Sir Robert Owen's heir was William Owen, who was still a teenager when his father died prematurely, leaving considerable debts. William's financial position was much improved by his marriage in 1730 to Mary, daughter of Dr Henry Godolphin, Dean of St Paul's and Provost of Eton. William then extensively renovated Porkington (Brogyntyn).
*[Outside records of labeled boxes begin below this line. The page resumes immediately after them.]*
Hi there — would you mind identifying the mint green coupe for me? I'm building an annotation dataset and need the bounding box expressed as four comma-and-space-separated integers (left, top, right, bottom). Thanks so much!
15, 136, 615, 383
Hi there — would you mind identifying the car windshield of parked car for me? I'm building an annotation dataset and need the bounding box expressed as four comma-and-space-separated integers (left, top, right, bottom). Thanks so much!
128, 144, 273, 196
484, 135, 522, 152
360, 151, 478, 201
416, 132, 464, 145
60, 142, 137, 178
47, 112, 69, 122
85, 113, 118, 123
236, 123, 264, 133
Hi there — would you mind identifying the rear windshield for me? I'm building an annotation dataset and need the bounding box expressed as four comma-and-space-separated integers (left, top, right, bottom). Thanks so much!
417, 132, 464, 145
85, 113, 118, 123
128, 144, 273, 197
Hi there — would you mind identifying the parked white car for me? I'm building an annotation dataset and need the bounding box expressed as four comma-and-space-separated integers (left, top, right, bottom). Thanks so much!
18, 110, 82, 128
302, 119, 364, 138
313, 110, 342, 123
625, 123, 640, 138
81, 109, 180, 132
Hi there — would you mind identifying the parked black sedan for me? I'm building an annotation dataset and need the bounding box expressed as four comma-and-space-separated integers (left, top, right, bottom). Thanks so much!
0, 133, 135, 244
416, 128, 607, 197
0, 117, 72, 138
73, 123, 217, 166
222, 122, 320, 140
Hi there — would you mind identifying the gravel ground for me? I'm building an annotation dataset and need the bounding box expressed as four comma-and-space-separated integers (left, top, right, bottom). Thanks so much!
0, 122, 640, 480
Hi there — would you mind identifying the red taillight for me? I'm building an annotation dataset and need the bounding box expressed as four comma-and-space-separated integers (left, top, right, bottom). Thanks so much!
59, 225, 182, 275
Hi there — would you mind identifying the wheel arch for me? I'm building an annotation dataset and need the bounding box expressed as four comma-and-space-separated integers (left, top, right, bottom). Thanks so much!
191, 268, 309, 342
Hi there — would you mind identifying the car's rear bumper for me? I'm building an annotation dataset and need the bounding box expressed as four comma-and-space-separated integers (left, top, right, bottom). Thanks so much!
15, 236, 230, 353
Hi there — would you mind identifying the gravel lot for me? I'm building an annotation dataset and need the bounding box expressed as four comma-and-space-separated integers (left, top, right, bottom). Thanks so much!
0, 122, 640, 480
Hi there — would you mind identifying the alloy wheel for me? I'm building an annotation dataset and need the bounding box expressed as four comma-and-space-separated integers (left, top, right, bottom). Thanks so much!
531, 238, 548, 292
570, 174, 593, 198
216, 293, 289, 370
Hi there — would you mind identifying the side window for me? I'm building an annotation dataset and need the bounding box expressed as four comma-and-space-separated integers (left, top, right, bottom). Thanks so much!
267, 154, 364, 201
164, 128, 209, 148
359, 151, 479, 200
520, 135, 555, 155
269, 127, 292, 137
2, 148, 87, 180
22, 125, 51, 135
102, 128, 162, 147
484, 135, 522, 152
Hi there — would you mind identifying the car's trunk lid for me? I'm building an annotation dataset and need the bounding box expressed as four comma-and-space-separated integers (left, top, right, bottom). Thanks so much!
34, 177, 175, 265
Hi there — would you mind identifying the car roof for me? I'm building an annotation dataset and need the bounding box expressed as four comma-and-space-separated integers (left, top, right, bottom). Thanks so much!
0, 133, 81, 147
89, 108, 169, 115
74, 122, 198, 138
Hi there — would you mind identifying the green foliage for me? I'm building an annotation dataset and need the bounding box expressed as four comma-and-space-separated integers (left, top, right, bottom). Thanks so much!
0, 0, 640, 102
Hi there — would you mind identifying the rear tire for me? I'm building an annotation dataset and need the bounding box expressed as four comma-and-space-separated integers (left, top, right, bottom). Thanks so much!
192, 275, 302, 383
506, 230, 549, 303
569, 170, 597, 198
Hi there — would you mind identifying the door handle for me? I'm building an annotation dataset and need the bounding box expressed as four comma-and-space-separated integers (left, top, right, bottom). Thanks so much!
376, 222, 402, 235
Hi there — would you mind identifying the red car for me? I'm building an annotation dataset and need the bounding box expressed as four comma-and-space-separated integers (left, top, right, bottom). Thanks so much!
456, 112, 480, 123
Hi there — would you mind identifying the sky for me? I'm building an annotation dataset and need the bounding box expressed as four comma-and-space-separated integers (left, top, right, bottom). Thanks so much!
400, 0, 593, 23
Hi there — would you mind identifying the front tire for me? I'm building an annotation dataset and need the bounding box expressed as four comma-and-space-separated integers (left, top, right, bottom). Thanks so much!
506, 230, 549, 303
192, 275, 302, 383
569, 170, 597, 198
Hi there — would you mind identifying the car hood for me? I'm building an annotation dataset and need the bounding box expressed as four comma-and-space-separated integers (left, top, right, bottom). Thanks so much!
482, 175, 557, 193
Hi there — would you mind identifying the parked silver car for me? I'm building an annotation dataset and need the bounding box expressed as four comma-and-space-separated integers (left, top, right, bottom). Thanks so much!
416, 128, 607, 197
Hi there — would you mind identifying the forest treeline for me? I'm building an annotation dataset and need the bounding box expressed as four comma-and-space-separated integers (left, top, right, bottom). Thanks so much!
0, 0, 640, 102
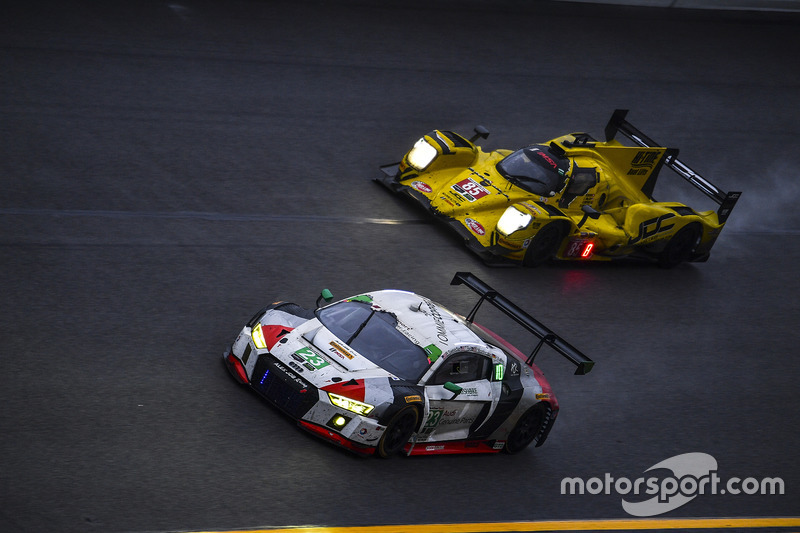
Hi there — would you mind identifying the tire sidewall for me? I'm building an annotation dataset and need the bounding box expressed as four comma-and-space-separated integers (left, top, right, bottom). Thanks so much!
375, 405, 419, 458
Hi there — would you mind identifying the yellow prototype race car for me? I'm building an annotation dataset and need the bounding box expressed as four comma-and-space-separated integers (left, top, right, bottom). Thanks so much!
377, 109, 741, 267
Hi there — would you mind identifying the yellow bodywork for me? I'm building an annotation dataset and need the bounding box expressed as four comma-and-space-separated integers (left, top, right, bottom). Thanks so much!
394, 130, 736, 262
The Brogyntyn estate (left) descended to the eldest surviving son, Robert Godolphin Owen (1733-1792), who remained a bachelor. In the absence of male heirs the estate was inherited by Robert's sister Margaret (1736-1806), who in 1777 married Owen Ormsby of Willowbrook, co. Sligo. It is said that John Owen of Moynes Court had hoped to marry their daughter and heiress to Brogyntyn, Clenennau, Glyn and her father's lands in Ireland, Mary Jane Ormsby (1781-1869). Despite the fact she chose to marry in 1815 William Gore, another Irish landowner, who assumed the additional family name of Ormsby, John of Moynes Court bequeathed his house and estates to her when he died s.p. in 1823; they were, after all, cousins. Unfortunately she lavished attention on Porkington, completely renovating it, and neglected Penrhos Hall which fell into disrepair and was demolished in the 1880s.
Mary Jane's son, John Ralph Ormsby Gore (1816-1876) was created the first Baron or Lord Harlech in 1876, shortly before he died and the title has remained in the family ever since.